Question

Find maximum acceleration of a monkey of mass $5kg$, so that the block remains stationary.

A) $5m{s^{ - 2}}$
B) $10m{s^{ - 2}}$
C) $20m{s^{ - 2}}$
D) $6.67m{s^{ - 2}}$

Answer 1

The block has to remain stationary, which means the net force on the block will be zero. So, the friction force should be working at its maximum on the block, that will be opposing the motion of the block in forward direction, which is due to the tension created in the string due to the motion of the monkey.

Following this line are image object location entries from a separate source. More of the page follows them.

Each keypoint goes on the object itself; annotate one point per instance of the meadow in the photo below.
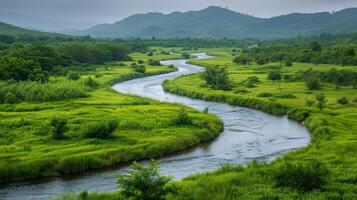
(333, 130)
(142, 128)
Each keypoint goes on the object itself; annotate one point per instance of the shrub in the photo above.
(186, 55)
(59, 127)
(73, 76)
(250, 82)
(139, 69)
(145, 183)
(244, 60)
(154, 62)
(10, 98)
(309, 102)
(288, 63)
(302, 176)
(101, 130)
(313, 83)
(354, 83)
(90, 82)
(182, 118)
(217, 77)
(343, 100)
(274, 75)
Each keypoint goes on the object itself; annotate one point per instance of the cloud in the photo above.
(114, 10)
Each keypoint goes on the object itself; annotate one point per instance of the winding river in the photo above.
(248, 135)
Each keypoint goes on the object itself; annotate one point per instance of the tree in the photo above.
(182, 118)
(139, 69)
(59, 127)
(73, 76)
(217, 77)
(186, 55)
(305, 176)
(90, 82)
(288, 63)
(243, 60)
(315, 46)
(11, 98)
(261, 61)
(343, 100)
(313, 83)
(274, 75)
(145, 183)
(321, 100)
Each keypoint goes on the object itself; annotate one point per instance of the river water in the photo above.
(248, 135)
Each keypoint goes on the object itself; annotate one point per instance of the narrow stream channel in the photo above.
(248, 135)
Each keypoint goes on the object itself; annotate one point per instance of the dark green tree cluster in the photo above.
(22, 62)
(341, 53)
(217, 77)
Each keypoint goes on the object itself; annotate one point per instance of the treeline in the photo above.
(340, 53)
(21, 62)
(191, 42)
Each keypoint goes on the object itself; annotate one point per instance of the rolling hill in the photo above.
(7, 29)
(217, 22)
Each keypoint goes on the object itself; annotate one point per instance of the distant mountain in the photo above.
(7, 29)
(216, 22)
(42, 24)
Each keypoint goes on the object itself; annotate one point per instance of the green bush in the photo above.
(90, 82)
(305, 176)
(343, 100)
(321, 100)
(288, 63)
(59, 127)
(309, 102)
(139, 69)
(73, 76)
(182, 118)
(145, 183)
(10, 98)
(101, 130)
(154, 62)
(274, 75)
(217, 77)
(313, 83)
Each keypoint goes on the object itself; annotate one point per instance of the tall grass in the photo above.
(29, 91)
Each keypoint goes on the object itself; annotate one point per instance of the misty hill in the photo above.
(7, 29)
(216, 22)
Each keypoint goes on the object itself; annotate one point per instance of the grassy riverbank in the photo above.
(333, 130)
(145, 127)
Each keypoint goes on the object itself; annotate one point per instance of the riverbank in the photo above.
(145, 127)
(333, 131)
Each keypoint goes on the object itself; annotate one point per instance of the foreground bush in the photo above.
(59, 127)
(101, 130)
(145, 183)
(217, 77)
(305, 176)
(29, 91)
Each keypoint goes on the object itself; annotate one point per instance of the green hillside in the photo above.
(216, 22)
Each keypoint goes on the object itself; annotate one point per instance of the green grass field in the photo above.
(333, 130)
(145, 129)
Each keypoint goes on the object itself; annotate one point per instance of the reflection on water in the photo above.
(248, 135)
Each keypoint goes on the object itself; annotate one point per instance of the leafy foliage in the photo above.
(217, 77)
(101, 130)
(59, 127)
(145, 183)
(305, 176)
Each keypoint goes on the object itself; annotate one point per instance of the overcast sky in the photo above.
(100, 11)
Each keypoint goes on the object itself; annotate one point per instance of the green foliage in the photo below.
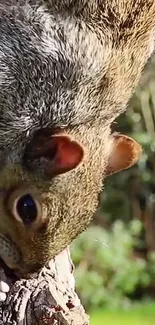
(144, 315)
(107, 273)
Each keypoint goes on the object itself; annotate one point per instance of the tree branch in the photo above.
(48, 298)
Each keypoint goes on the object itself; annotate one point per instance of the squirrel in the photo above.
(67, 71)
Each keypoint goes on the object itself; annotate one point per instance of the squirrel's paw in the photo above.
(4, 289)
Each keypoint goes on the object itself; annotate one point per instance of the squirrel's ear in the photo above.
(59, 153)
(68, 154)
(125, 153)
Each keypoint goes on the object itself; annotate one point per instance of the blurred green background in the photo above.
(115, 257)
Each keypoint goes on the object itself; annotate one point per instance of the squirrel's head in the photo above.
(67, 70)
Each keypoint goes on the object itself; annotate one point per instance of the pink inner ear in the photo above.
(125, 154)
(68, 154)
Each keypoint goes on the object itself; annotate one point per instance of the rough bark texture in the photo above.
(47, 298)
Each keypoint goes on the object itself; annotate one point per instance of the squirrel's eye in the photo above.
(24, 205)
(26, 209)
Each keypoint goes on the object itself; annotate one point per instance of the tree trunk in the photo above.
(47, 298)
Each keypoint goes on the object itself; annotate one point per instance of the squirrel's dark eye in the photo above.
(26, 209)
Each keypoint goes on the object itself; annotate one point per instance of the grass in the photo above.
(144, 315)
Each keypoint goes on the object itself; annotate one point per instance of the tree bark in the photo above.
(47, 298)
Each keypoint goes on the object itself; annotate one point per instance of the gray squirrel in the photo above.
(67, 70)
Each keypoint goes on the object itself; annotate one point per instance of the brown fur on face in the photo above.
(105, 44)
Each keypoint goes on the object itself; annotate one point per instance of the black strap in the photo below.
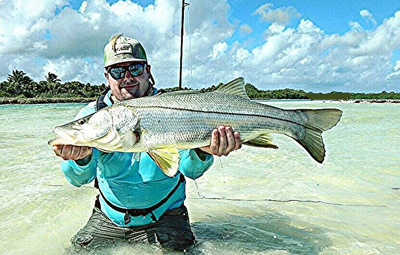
(144, 211)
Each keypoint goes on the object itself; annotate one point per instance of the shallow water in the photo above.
(256, 201)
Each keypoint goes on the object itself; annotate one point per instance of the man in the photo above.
(137, 202)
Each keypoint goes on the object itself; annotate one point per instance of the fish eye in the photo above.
(81, 121)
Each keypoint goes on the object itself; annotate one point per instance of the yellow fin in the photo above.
(263, 141)
(128, 141)
(167, 159)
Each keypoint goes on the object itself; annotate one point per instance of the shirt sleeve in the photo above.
(75, 172)
(192, 166)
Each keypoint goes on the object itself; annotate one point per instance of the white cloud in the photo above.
(219, 49)
(280, 15)
(245, 29)
(70, 44)
(366, 14)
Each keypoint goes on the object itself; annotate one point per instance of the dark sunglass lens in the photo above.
(136, 69)
(117, 72)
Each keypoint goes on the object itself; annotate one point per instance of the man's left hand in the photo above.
(223, 141)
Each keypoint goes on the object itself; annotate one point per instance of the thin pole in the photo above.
(181, 57)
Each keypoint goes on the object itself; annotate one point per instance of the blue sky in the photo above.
(312, 45)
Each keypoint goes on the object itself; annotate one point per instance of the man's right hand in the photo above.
(72, 152)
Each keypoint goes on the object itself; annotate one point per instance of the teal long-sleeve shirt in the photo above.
(133, 180)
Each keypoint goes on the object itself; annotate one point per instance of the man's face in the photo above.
(129, 86)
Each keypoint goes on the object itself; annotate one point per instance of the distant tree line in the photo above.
(20, 85)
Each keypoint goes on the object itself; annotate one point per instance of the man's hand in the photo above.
(72, 152)
(223, 142)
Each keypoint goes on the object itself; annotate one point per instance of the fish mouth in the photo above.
(62, 137)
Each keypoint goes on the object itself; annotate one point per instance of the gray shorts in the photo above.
(171, 231)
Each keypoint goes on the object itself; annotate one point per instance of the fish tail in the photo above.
(317, 121)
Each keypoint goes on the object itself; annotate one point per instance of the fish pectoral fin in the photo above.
(167, 159)
(264, 141)
(129, 140)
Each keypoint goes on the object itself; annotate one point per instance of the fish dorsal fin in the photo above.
(178, 92)
(235, 87)
(263, 141)
(167, 159)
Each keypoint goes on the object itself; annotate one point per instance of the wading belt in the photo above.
(144, 211)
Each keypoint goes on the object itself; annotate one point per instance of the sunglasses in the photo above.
(118, 72)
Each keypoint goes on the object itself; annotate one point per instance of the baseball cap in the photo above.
(121, 49)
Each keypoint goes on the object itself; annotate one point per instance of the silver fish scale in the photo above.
(187, 120)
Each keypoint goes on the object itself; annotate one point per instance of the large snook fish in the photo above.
(163, 124)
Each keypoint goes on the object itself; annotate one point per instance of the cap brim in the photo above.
(124, 61)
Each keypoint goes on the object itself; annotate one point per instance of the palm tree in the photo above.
(19, 77)
(52, 78)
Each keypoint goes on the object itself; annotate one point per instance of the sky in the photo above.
(313, 45)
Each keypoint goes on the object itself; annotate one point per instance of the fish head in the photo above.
(84, 131)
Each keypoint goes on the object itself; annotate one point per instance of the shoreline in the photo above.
(12, 100)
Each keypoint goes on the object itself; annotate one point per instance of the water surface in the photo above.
(256, 201)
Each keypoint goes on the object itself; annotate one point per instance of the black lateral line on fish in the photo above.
(253, 115)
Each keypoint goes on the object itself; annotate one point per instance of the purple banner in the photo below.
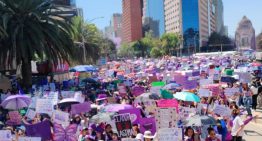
(41, 129)
(148, 124)
(135, 114)
(80, 108)
(138, 90)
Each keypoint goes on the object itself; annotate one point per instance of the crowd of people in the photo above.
(220, 82)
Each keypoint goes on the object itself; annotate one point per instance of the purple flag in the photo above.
(148, 124)
(135, 114)
(41, 129)
(79, 108)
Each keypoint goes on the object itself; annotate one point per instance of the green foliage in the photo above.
(170, 42)
(33, 29)
(126, 50)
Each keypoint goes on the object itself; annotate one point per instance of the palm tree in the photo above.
(34, 30)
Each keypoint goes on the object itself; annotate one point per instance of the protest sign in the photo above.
(61, 117)
(122, 89)
(123, 125)
(135, 114)
(222, 110)
(231, 91)
(80, 108)
(41, 129)
(67, 94)
(79, 97)
(129, 139)
(169, 134)
(51, 96)
(5, 135)
(204, 92)
(29, 139)
(147, 124)
(166, 118)
(203, 82)
(138, 90)
(30, 114)
(44, 106)
(15, 117)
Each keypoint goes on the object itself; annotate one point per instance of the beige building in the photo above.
(195, 19)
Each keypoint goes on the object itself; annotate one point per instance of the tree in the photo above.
(170, 43)
(126, 50)
(33, 29)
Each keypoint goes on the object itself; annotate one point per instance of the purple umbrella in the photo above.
(15, 102)
(116, 107)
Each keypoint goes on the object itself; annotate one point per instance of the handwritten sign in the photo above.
(61, 118)
(44, 106)
(29, 139)
(123, 125)
(30, 114)
(204, 92)
(67, 94)
(169, 134)
(15, 117)
(231, 91)
(5, 135)
(122, 89)
(166, 118)
(80, 108)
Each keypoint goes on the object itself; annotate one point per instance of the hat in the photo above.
(101, 97)
(148, 135)
(140, 136)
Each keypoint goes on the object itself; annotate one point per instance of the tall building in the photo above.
(194, 19)
(220, 28)
(153, 17)
(132, 20)
(245, 35)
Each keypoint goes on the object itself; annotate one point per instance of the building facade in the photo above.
(131, 20)
(153, 17)
(245, 35)
(195, 20)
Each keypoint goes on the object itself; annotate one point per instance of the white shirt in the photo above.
(237, 123)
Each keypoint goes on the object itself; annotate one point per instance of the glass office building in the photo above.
(190, 25)
(153, 17)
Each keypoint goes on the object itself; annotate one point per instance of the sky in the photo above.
(234, 10)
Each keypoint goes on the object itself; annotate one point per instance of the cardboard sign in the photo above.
(137, 90)
(123, 125)
(30, 114)
(203, 82)
(80, 108)
(61, 117)
(15, 117)
(5, 135)
(29, 139)
(222, 110)
(147, 124)
(135, 114)
(122, 89)
(166, 118)
(231, 91)
(44, 106)
(169, 134)
(41, 129)
(79, 97)
(204, 93)
(67, 94)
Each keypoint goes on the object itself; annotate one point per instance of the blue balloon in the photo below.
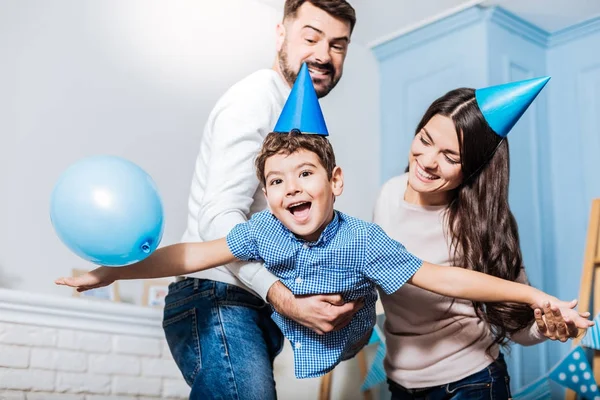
(107, 210)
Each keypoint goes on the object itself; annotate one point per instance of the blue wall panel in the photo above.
(555, 147)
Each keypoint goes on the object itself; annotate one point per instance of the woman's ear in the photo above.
(337, 181)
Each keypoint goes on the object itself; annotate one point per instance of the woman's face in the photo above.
(434, 163)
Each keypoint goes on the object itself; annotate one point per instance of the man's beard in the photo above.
(290, 74)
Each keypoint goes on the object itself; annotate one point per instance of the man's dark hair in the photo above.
(340, 9)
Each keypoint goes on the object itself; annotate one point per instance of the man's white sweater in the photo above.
(225, 190)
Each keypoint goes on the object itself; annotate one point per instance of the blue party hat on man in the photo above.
(503, 105)
(302, 111)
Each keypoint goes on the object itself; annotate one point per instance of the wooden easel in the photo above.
(325, 389)
(590, 280)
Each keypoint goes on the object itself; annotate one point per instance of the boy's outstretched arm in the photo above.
(476, 286)
(173, 260)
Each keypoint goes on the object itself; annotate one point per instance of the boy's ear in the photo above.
(267, 198)
(337, 181)
(279, 36)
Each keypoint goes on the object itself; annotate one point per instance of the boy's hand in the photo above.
(561, 323)
(99, 277)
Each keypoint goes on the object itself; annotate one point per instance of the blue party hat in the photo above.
(503, 105)
(302, 111)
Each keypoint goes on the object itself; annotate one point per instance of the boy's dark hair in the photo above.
(288, 143)
(340, 9)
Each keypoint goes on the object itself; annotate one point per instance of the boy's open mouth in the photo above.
(300, 210)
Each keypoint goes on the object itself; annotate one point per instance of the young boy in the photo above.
(315, 249)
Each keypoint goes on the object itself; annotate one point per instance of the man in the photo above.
(218, 327)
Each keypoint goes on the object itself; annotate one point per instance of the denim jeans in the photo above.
(490, 383)
(223, 340)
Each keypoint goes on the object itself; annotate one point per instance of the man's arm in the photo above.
(236, 133)
(176, 259)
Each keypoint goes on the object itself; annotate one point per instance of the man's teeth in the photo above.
(316, 71)
(425, 174)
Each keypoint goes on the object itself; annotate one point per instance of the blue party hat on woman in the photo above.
(503, 105)
(302, 111)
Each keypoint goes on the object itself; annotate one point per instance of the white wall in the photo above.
(137, 79)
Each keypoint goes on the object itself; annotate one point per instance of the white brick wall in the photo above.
(39, 363)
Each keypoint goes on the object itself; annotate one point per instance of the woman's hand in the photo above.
(561, 323)
(99, 277)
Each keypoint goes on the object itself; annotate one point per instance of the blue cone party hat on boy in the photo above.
(302, 111)
(503, 105)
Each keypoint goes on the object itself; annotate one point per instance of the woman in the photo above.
(451, 207)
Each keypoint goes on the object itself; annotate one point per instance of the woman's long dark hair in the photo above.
(483, 230)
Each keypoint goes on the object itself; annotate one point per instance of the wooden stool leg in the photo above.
(325, 390)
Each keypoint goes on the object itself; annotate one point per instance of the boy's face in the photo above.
(299, 193)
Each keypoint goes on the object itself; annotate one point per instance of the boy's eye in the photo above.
(450, 160)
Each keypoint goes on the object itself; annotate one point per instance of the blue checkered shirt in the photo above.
(351, 257)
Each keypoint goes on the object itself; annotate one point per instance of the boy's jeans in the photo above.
(223, 340)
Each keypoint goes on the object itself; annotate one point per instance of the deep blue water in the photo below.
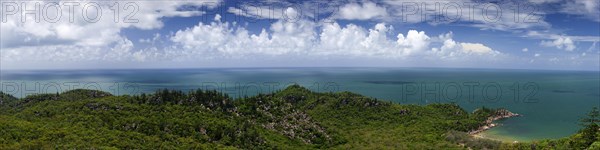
(551, 102)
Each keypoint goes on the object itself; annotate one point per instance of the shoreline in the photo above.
(489, 124)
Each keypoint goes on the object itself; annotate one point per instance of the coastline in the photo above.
(489, 124)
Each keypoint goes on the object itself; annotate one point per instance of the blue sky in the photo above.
(542, 34)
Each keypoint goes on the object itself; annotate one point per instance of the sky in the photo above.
(533, 34)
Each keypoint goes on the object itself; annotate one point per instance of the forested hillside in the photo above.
(293, 118)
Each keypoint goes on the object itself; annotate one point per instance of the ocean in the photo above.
(550, 102)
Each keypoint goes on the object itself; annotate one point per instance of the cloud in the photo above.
(564, 43)
(307, 39)
(82, 31)
(589, 9)
(477, 48)
(364, 11)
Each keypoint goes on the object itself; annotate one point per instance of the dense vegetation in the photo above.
(294, 118)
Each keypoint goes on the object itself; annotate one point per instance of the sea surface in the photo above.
(550, 102)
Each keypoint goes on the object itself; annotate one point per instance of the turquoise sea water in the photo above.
(551, 102)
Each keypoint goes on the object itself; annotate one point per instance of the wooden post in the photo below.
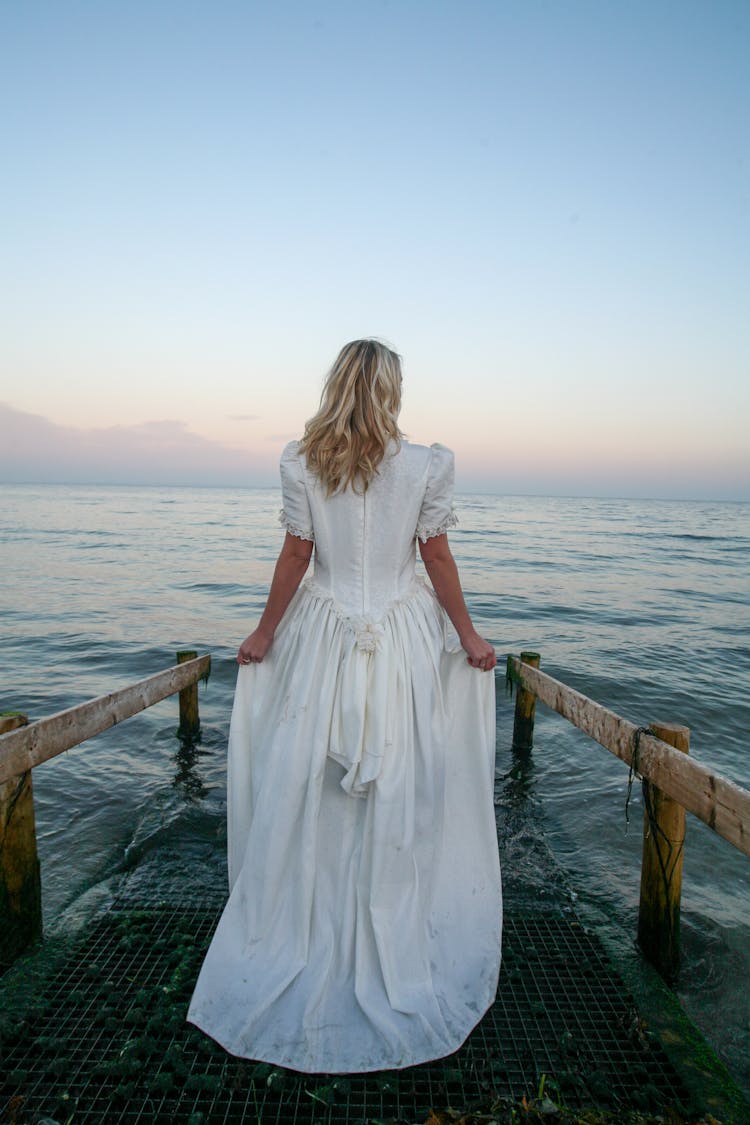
(523, 720)
(189, 718)
(20, 884)
(661, 865)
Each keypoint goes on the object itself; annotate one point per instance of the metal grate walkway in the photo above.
(108, 1042)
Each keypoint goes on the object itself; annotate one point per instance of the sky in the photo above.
(542, 205)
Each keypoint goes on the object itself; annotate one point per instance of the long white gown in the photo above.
(362, 929)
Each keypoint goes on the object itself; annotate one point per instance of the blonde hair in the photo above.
(345, 441)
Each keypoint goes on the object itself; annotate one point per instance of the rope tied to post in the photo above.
(667, 854)
(633, 772)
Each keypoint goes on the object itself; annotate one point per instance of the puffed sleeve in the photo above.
(436, 514)
(295, 515)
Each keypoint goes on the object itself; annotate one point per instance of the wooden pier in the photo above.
(92, 1026)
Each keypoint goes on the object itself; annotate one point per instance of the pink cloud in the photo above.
(35, 449)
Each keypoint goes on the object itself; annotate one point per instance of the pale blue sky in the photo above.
(543, 206)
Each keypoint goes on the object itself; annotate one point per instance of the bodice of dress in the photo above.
(364, 542)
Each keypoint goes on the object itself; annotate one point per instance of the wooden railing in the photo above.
(672, 782)
(25, 745)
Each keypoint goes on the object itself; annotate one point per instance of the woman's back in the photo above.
(364, 541)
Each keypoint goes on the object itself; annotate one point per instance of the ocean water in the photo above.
(643, 605)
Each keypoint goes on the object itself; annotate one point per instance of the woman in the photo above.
(362, 929)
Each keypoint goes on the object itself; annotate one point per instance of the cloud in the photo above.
(34, 449)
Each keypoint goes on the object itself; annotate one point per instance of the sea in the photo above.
(643, 605)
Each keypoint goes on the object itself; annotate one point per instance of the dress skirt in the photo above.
(362, 929)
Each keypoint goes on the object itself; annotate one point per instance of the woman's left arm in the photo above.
(292, 563)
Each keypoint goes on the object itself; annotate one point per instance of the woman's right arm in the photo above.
(292, 563)
(443, 574)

Complete step by step answer:
Maximum friction force $fr$ acting on the block in backward direction is $\mu N$
Where $\mu$ is coefficient of friction and
$N$ is a normal reaction of the block.
And $N = mg$
Where $m$ is mass of block and $g$ is gravity.
So, $fr = \mu mg$
Using values given in question, we get
$fr = 0.5 \times 20 \times 10$
On solving this we get
$fr = 100N$
Now, the force acting on the block in forward direction ( $F$ ) is the force by which the rope is pulling the block in forward direction. And the force by which rope is pulling is the sum of weight of monkey and the force by which monkey is pulling rope, that is, mass of monkeys times it’s upward acceleration.
So, $F = {m_{monkey}}g + {m_{monkey}}a$
Where $a$ is maximum acceleration by which monkey can move upwards so that the block doesn’t move.
Using values given in question we get,
$F = 5 \times 10 + 5 \times a$
On solving, we get,
$F = 50 + 5a$
Now, $F = fr$ So that net force on the block is zero, that is, block doesn’t move.
So, we get
$50 + 5a = 100$
On further solving we get,
$a = 10m{s^{ - 2}}$
So, the maximum acceleration by which monkey can move upward so that the block doesn’t move is $10m{s^{ - 2}}$
Hence the correct answer is option (B)

Note: The force by which rope is pulling is the sum of weight of monkey and the force by which monkey is pulling rope because the weight of monkey and monkey pulling force on the rope will be both in downward direction and this whole force is applied to rope in downward direction.